If you did want to treat things like the Find Results (as a main view) as unusual, what about adding a check for view.is_scratch() too? That flag’s probably pretty common for “unusual main” views.

view == view.window().active_sheet().view() and not view.is_scratch()
0 Likes

#9

BTW, I think my active_sheet() step can be skipped. This seems to be equivalent:

view == view.window().active_view()

or

view == view.window().active_view() and not view.is_scratch()
0 Likes

#10

What I ended up with for my purposes (the Emacs-esque feature mentioned earlier) was checking the settings argument in the class-method ViewEventListener.is_applicable for "is_widget" and subsequently, if needed, early-returning from the event-handling instance-methods like ViewEventListener.on_load when not view.file_name() or view.is_scratch()

Find Results being a View rather than a Panel was just a hypothetical - I personally never have it set to do that.

0 Likes

#11

I see. Too bad is_applicable only lets you check settings.
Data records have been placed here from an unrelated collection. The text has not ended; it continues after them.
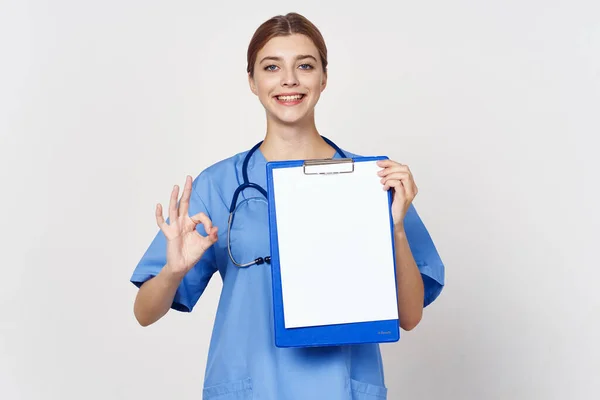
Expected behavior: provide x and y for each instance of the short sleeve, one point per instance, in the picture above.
(425, 254)
(195, 281)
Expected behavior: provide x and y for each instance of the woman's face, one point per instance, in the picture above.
(288, 78)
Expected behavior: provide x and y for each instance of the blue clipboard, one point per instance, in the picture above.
(335, 334)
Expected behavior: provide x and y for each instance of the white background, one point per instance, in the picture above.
(494, 105)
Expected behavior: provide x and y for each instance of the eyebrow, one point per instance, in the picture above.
(300, 57)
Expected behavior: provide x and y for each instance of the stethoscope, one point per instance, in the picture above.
(247, 184)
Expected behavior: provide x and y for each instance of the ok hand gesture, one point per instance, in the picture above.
(185, 246)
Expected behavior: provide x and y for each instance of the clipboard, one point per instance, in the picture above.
(332, 253)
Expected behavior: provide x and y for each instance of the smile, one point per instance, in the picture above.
(290, 100)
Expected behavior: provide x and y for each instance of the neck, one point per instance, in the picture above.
(294, 142)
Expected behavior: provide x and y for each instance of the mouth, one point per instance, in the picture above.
(290, 99)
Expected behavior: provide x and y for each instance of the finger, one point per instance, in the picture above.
(185, 198)
(394, 183)
(173, 204)
(160, 220)
(203, 219)
(213, 235)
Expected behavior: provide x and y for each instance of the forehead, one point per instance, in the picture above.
(289, 46)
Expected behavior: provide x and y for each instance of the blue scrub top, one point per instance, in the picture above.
(243, 362)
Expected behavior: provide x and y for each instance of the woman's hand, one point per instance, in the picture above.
(399, 178)
(185, 246)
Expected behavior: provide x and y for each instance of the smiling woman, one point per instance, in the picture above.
(287, 71)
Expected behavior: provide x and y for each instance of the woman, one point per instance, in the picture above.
(287, 70)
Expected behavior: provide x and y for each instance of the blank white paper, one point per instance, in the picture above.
(335, 246)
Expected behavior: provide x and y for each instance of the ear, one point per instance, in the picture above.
(252, 84)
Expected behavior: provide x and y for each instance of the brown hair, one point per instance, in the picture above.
(285, 25)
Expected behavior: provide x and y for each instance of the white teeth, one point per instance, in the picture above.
(290, 98)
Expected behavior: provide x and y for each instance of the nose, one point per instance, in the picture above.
(289, 78)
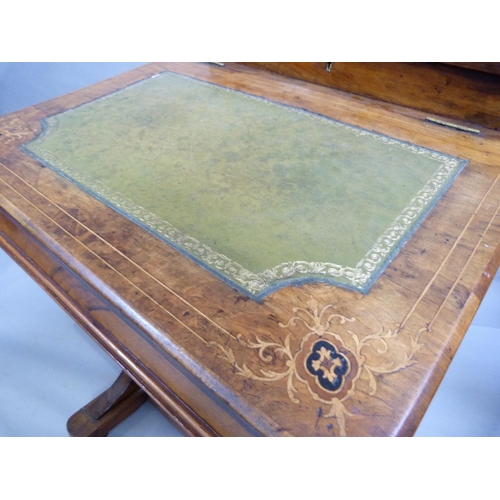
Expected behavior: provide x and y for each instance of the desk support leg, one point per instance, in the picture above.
(109, 409)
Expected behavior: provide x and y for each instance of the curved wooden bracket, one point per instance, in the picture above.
(108, 409)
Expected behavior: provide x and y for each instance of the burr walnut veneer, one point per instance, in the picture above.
(312, 359)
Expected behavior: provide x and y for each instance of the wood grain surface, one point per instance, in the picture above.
(219, 363)
(451, 90)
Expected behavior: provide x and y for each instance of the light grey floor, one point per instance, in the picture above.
(49, 367)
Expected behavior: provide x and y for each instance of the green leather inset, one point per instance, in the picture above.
(260, 193)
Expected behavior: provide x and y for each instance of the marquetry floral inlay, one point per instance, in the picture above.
(13, 129)
(331, 360)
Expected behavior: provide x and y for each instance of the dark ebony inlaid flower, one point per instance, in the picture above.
(328, 365)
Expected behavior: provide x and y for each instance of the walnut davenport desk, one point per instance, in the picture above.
(303, 345)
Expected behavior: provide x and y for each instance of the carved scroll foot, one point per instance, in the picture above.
(109, 409)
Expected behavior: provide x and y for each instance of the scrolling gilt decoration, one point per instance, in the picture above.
(331, 360)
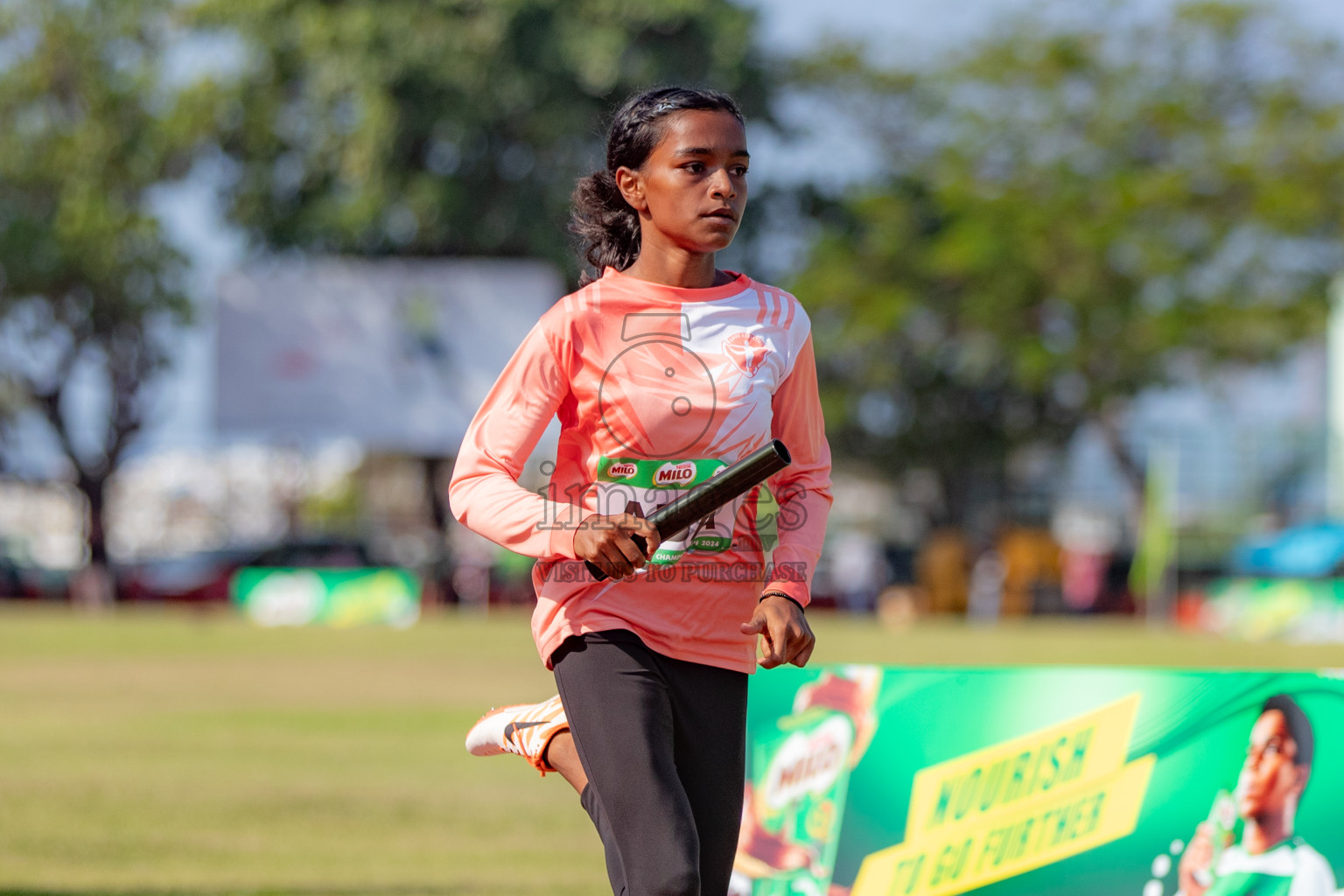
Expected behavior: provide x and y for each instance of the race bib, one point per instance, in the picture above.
(641, 486)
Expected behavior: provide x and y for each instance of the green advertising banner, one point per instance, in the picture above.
(1306, 610)
(341, 598)
(869, 780)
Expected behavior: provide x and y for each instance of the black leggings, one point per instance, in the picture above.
(663, 745)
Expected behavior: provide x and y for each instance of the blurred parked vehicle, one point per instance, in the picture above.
(203, 578)
(1311, 551)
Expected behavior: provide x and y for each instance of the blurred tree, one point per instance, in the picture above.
(1070, 215)
(87, 277)
(448, 128)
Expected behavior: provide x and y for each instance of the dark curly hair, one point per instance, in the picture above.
(608, 228)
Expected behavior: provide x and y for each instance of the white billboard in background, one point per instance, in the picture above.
(396, 354)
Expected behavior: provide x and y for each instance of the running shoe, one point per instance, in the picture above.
(524, 730)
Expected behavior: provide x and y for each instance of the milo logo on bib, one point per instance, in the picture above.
(675, 474)
(641, 486)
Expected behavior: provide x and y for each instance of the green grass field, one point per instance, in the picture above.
(186, 752)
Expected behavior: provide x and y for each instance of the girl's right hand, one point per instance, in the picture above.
(605, 542)
(1195, 861)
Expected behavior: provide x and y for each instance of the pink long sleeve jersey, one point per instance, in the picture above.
(656, 388)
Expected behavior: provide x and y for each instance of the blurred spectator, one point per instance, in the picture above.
(987, 587)
(858, 570)
(1031, 560)
(942, 567)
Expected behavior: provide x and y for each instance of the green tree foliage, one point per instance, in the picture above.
(1066, 218)
(448, 127)
(87, 130)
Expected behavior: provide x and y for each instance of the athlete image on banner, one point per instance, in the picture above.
(1269, 860)
(887, 780)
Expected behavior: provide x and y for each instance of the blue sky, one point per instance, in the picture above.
(903, 30)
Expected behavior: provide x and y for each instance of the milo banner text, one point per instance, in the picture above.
(869, 780)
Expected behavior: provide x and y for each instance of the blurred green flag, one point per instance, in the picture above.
(1156, 550)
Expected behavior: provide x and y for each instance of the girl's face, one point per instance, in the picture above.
(692, 188)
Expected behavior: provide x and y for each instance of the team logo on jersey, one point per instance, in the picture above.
(746, 351)
(675, 473)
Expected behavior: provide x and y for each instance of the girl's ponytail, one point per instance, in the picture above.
(606, 226)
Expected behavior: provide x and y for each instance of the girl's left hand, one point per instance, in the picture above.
(788, 637)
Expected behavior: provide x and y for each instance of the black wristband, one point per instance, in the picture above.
(781, 594)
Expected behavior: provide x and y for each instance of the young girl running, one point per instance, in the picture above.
(662, 371)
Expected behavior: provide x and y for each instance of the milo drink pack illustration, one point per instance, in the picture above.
(794, 801)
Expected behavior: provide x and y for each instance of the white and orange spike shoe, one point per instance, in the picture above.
(524, 730)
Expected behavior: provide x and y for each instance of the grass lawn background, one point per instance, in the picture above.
(187, 752)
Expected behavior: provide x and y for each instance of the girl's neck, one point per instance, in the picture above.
(680, 269)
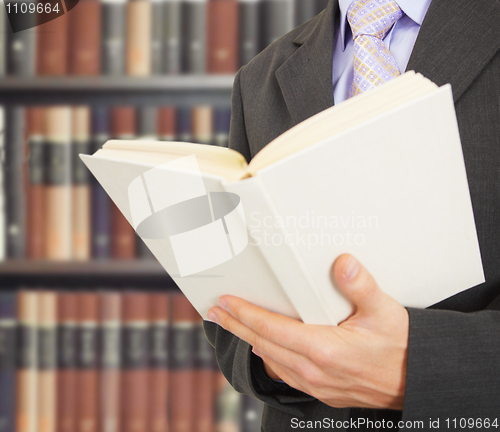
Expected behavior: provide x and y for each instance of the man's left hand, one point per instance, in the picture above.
(359, 363)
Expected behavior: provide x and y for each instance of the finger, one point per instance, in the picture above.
(359, 286)
(280, 329)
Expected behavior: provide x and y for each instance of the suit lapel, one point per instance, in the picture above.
(457, 39)
(310, 68)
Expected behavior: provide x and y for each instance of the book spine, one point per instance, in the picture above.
(159, 376)
(123, 235)
(221, 124)
(7, 361)
(278, 20)
(182, 375)
(27, 363)
(157, 36)
(167, 123)
(85, 38)
(223, 30)
(87, 359)
(81, 191)
(194, 31)
(36, 190)
(139, 38)
(15, 153)
(111, 362)
(58, 183)
(47, 361)
(114, 32)
(202, 124)
(250, 26)
(172, 18)
(136, 317)
(101, 204)
(67, 361)
(22, 45)
(205, 380)
(52, 45)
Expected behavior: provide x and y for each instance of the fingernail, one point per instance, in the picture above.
(256, 352)
(212, 317)
(223, 304)
(351, 268)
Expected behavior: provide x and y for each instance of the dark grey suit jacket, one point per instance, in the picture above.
(453, 365)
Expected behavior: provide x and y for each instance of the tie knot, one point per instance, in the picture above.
(372, 17)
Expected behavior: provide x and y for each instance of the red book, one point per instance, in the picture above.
(182, 371)
(123, 237)
(136, 391)
(223, 36)
(52, 45)
(36, 199)
(85, 38)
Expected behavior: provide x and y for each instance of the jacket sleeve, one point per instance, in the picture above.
(453, 366)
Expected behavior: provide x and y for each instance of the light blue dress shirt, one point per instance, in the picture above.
(400, 41)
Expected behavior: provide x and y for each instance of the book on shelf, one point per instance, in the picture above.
(338, 182)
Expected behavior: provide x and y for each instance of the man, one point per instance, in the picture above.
(385, 362)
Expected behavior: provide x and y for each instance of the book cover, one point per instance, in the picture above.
(27, 362)
(14, 181)
(88, 362)
(81, 189)
(223, 23)
(101, 204)
(47, 361)
(85, 38)
(36, 187)
(58, 234)
(182, 366)
(67, 344)
(8, 352)
(160, 356)
(111, 362)
(114, 33)
(139, 29)
(136, 394)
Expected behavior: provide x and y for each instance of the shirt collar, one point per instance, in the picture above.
(415, 9)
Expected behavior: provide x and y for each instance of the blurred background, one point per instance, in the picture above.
(94, 335)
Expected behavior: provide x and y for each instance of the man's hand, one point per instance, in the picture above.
(360, 363)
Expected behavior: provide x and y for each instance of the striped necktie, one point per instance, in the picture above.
(370, 21)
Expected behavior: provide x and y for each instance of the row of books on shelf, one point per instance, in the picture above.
(145, 37)
(110, 361)
(51, 208)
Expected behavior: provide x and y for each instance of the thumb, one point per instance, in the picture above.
(359, 286)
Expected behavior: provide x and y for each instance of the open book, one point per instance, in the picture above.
(380, 176)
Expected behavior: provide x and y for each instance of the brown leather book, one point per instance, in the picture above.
(182, 370)
(110, 352)
(159, 362)
(167, 120)
(47, 362)
(81, 189)
(36, 200)
(52, 45)
(123, 237)
(136, 317)
(205, 376)
(67, 351)
(139, 26)
(85, 38)
(26, 401)
(58, 183)
(87, 358)
(223, 36)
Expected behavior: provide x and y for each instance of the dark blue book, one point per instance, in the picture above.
(101, 205)
(7, 361)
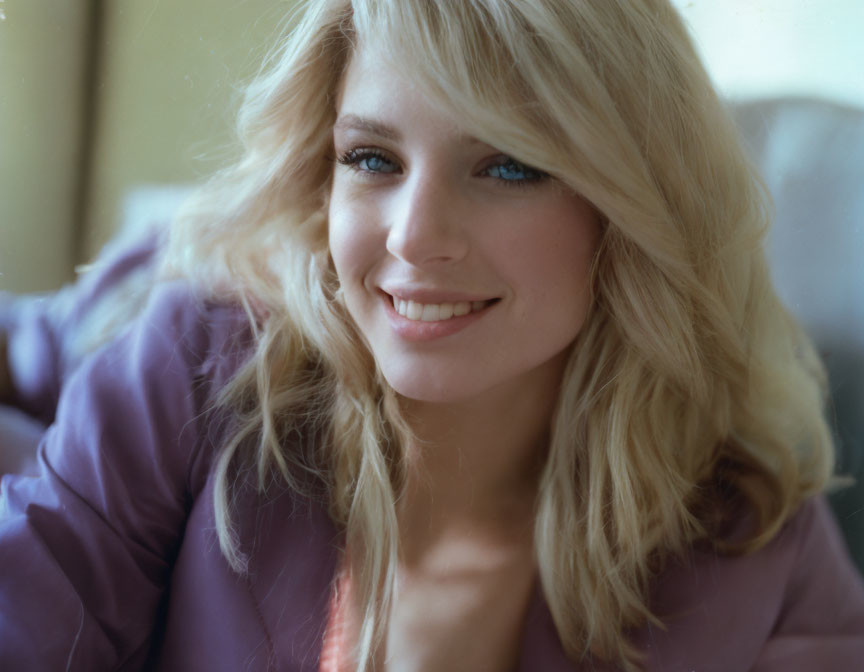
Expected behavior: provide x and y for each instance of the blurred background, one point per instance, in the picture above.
(110, 109)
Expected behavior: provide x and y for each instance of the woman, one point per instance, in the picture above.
(510, 388)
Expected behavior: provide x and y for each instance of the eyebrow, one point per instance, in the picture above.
(351, 122)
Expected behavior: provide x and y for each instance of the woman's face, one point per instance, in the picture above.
(464, 270)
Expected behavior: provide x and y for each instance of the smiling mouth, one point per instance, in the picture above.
(437, 312)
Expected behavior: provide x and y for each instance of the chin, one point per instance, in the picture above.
(433, 389)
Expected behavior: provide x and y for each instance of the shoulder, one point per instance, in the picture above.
(120, 471)
(799, 594)
(146, 400)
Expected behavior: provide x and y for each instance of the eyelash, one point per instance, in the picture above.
(353, 157)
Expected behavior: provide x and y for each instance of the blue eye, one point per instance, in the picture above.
(512, 171)
(368, 161)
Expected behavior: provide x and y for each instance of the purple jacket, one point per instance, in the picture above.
(109, 559)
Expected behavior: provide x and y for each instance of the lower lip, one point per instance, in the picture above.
(418, 330)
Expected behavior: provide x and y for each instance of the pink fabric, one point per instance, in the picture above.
(336, 648)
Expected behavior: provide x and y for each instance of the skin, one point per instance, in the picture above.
(419, 209)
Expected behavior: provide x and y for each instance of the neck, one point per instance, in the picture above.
(475, 465)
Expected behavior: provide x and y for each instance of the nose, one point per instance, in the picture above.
(427, 222)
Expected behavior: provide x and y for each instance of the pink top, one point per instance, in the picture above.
(335, 652)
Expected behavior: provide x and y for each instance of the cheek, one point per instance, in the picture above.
(553, 260)
(348, 240)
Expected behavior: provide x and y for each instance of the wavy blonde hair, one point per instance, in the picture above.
(691, 396)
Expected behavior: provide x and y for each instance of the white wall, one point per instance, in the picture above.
(767, 48)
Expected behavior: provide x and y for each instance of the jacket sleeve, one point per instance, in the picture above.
(47, 336)
(86, 548)
(821, 623)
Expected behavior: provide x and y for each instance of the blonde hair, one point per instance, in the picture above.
(691, 397)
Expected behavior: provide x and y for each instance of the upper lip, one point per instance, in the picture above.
(430, 295)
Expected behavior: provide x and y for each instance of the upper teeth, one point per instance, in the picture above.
(432, 312)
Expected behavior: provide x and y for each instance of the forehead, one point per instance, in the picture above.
(377, 97)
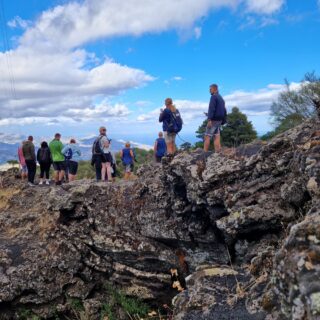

Out of curiosity, would you want your plugin to work if it didn’t have a backing file yet? Like for a new file.

0 Likes

#12

@epost

Saving being a lightweight “checkpoint” for automated things to happen is kinda nice. (Even more so for linting, where continuous analysis can cause more distraction than its worth)

0 Likes

#13

Note that any method involving .active_*(), e.g. .active_view(), will not work for view objects that are not the active view, for obvious reason. An example would be a command being executed on a view that is not currently active (through the API).

0 Likes

#14

Thanks. If I’m getting the gist of what you mean, I think that’s actually the desired effect for what I was trying to do (sorry, I’m sort of hijacking this thread – frou’s is slightly different). I have certain commands I don’t want accidentally run on views other than the “active” view. (I didn’t realize before that “active” was the proper term.)

0 Likes

#15

(2020 update) There’s a forthcoming API that’s relevant to this.